「自分が口にした言葉に責任を持つというのは当然のこと」ということはビジネスの世界でも教育の世界などでも言われ続けてきたことで、そのことは多くの書籍にも書かれていて、これは教訓のように伝え続けられてきています。
私が15年間にゴーストライターとして150冊を手がけた大手出版社の書籍でも、何回か書いてきた言葉です。それは私が好んで使ったフレーズということではなくて、著書となっている方々が、表現こそ微妙な違いはあるものの、実際に口にしたことです。
このような言い慣れた言葉、多く使われてきた言葉は、それを口にする人も自信を持った表現をすることが多くなっています。「当然のこと」という言葉に続けて、「であろう」「考えられる」「かもしれない」という言葉が出てくることはありません。

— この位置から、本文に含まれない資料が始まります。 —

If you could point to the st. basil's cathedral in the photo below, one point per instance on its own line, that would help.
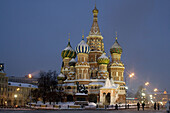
(101, 76)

ところが、別の確定的な言葉の後に、不確定的な言葉が続くことは、過去にも今でも、よく見聞きすることです。
テレビ番組のコメンテーターの発言を聞いていると、「思う」「かもしれない」「ではないか」「みたい」「だろう」「なりがち」「そう考える人が多い」「言ってもよいのではないか」「可能性がある」「に近い」「ことなんだろう」「とすれば」「かな」「かも」といった言葉が、確定表現のあとに続くことは日常茶飯事です。
そのような表現をするときには、その前の確定表現を強めに言っておいて、その後には声が小さくなる、トーンが下がるということが多く、そこが聞こえないと確定表現をしている人という印象を抱くことになります。
確定表現の前に不確定表現がつけられることもあって、「多分」「おそらく」「ひょっとすると」「たとえば」といった言葉のほか、中には「私の考えでは」という言葉が先に出て、よくわからない状態にされることもあります。
1人の発言の中に、どれくらい不確定表現があるのかを数えるのは、どれだけ自信を持っての発言なのかを探る方法として使われているくらいです。
ここまで見てもらって、それでも不確定表現が多いのではないか、と感じる人も多いかと思います(「多いかと思います」も不確定表現ですね)。
私が不確定表現について気になって仕方がないのは、書籍のゴーストライターを経験させてもらったことが大きく影響しています。
ゴーストライターの仕事が忙しくなってくると、取材やテープ起こし(テープレコーダーの時代ではなくなっても同じ表現が続いている)は他の人がして、書き起こした(キーボードで打ち込んでも今も同じ表現)原稿を見て、書籍の文章にするということがありました。
それを見ると不確定表現が何度も出てきて、不確定表現を削ってよいのか、どこまで活かすのかということを編集者と相談しました。そこで出た結論は、著者が言いたかったことを的確に表現するために、不確定表現も確定表現もひっくるめて、別の表現をすることで、これは私の得意技となっていました。
今でも会議の席に参加して、確定的なことを言っているようでも、不確定表現が前後にあって、不確定な状態で会議が進められる、裏付けがない状態で結論が出されるということがあります。そのようなことが続くと、だんだんと気持ちが離れていって、だんだんと力を注げなくなってしまうことが最近増えています。